Cytokines, such as IL-1 and oncostatin M (OSM), can induce the expression and release of inflammatory mediators, such as nitric oxide (NO) and prostaglandin E2 (PGE2) from articular cartilage; they can induce the release and activity of matrix metalloproteinase’s (MMP’s), which promote extracellular matrix degradation during both rheumatoid and osteo-arthritis. Identifying potential therapeutics which can alleviate the symptoms associated with arthritis without any toxicity is an on-going pursuit.
Boswellia frereana, a species of Frankincense (indigenous to Somalia) was found to attenuate MMP-9 activity (Blain et al. 2010).The extract comprises ~60% epi-lupeol, with minor amounts of lupeol, lupeol acetate, α- and β-amyrin (< 8% of each). The objective of this study was therefore to investigate the active constituent(s) of B. frereana.

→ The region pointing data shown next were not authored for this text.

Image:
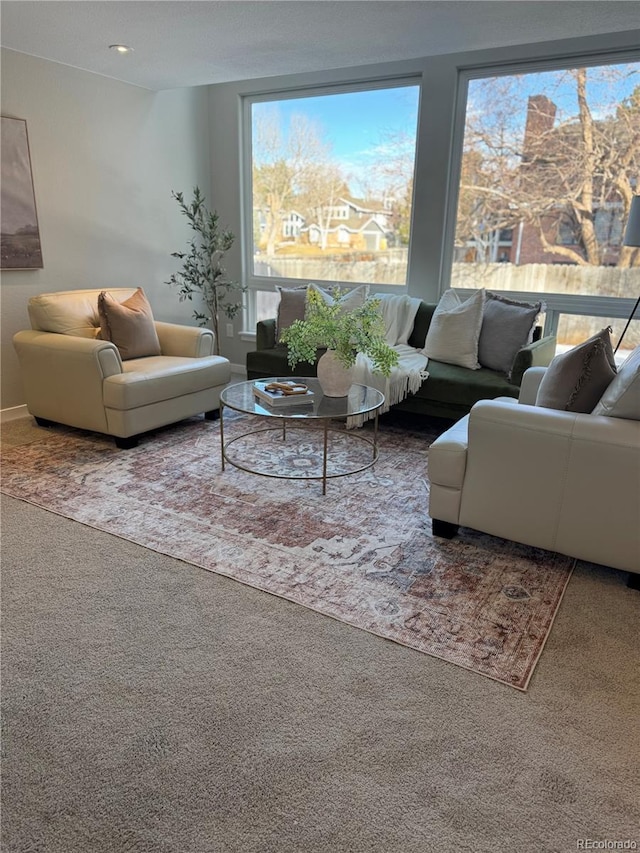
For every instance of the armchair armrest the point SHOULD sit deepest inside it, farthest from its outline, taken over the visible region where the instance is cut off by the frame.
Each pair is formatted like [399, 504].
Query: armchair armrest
[536, 354]
[266, 334]
[63, 376]
[530, 383]
[185, 341]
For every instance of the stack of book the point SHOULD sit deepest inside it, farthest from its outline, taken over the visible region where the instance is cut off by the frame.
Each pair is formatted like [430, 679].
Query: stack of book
[288, 393]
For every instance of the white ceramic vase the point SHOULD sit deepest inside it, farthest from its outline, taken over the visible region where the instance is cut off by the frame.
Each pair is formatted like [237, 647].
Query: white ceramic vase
[335, 379]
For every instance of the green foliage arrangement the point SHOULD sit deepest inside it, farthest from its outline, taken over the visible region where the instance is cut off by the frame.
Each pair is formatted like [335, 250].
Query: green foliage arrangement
[345, 332]
[202, 271]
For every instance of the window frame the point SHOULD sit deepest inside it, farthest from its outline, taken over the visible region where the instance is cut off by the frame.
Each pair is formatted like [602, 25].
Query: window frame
[557, 303]
[256, 282]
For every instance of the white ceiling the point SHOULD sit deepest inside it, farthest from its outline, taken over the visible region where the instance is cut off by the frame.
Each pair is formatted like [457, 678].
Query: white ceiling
[183, 43]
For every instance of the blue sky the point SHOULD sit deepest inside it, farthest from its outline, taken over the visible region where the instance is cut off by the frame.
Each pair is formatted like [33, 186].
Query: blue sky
[356, 124]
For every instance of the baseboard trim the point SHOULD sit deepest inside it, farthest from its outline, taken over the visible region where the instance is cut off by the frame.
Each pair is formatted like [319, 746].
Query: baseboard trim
[13, 413]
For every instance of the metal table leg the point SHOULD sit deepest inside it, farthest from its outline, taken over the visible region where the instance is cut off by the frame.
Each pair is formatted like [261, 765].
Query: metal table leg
[222, 433]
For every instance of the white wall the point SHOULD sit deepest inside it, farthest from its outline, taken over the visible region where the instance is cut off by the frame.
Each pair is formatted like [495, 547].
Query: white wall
[105, 157]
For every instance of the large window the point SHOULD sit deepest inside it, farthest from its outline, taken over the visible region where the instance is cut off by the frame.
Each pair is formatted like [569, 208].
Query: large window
[550, 163]
[331, 190]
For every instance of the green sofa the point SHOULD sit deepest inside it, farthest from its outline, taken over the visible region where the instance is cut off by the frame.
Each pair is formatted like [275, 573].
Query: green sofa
[449, 392]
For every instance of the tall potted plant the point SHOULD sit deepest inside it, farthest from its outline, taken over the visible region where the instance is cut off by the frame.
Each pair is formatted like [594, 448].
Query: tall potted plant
[344, 334]
[202, 270]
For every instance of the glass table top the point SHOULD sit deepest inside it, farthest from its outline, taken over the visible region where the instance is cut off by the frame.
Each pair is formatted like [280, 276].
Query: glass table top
[360, 399]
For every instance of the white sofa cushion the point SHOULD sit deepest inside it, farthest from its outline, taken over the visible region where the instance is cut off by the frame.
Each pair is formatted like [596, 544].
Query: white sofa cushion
[454, 330]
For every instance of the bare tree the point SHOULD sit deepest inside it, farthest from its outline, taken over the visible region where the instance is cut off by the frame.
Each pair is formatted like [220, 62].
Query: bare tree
[558, 176]
[293, 169]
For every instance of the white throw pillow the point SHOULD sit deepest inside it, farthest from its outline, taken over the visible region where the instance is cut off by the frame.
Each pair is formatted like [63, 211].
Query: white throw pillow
[349, 301]
[455, 330]
[622, 397]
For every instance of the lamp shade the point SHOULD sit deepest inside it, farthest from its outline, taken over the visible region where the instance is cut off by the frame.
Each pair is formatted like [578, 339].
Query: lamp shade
[632, 233]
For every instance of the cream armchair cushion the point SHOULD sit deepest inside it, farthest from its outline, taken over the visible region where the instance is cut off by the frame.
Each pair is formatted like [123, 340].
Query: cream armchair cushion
[564, 481]
[70, 376]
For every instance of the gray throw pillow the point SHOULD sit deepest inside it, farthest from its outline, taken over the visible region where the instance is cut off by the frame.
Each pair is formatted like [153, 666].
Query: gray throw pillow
[622, 397]
[577, 379]
[507, 326]
[291, 307]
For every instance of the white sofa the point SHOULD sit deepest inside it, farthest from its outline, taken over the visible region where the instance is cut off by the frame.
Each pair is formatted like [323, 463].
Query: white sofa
[70, 376]
[557, 480]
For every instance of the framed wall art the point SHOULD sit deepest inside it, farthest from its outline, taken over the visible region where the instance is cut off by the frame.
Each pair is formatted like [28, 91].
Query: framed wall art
[20, 235]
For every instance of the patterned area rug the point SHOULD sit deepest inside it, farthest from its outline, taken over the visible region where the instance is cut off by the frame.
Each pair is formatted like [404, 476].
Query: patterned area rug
[363, 553]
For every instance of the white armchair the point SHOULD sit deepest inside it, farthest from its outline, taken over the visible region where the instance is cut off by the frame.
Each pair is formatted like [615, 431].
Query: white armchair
[557, 480]
[72, 377]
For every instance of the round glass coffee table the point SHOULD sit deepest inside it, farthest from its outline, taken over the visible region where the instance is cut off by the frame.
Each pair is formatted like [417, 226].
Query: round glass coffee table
[322, 410]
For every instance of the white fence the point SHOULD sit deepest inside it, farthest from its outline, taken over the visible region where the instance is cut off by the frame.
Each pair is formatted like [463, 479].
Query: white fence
[390, 267]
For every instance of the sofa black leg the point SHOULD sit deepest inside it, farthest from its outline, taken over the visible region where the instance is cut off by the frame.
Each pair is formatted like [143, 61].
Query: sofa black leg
[444, 529]
[126, 443]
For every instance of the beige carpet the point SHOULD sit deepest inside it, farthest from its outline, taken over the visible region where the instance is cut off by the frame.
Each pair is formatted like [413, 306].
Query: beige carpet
[363, 553]
[151, 707]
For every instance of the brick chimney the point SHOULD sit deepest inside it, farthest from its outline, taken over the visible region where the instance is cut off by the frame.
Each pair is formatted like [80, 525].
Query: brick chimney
[541, 114]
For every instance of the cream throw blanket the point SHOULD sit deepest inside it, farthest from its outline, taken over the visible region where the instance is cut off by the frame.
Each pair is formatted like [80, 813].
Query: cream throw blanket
[398, 314]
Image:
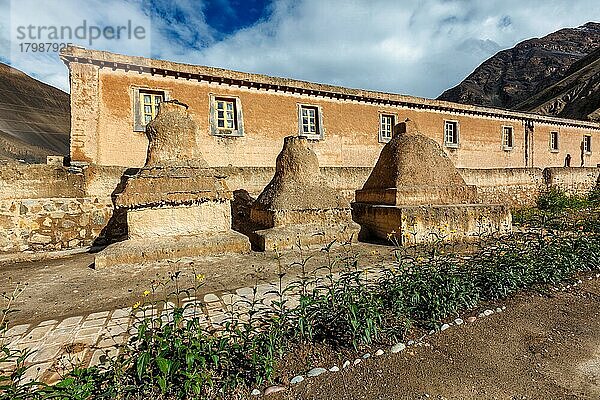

Full depth articular cartilage explants taken from the metacarpo-phalangeal joint of bovine calves, were treated with the cytokines IL-1α (5ng/ml) and OSM (10ng/ml) in the presence or absence of epi-lupeol, lupeol, α- or β-amyrin at 50 μg/ml for up to 28 days. Both epi-lupeol and lupeol attenuated cytokine induced release and expression of NO and PGE2. Epi-lupeol had a greater efficacy than lupeol in attenuating MMP-9 release, activity and gene expression, whilst lupeol attenuated MMP-13 activity and gene expression. α- and β-amyrin were not efficacious in this inflammatory model of cartilage degeneration.
Epi-lupeol may therefore be a useful therapeutic in reducing inflammation-induced MMP-9 activity as observed in arthritis.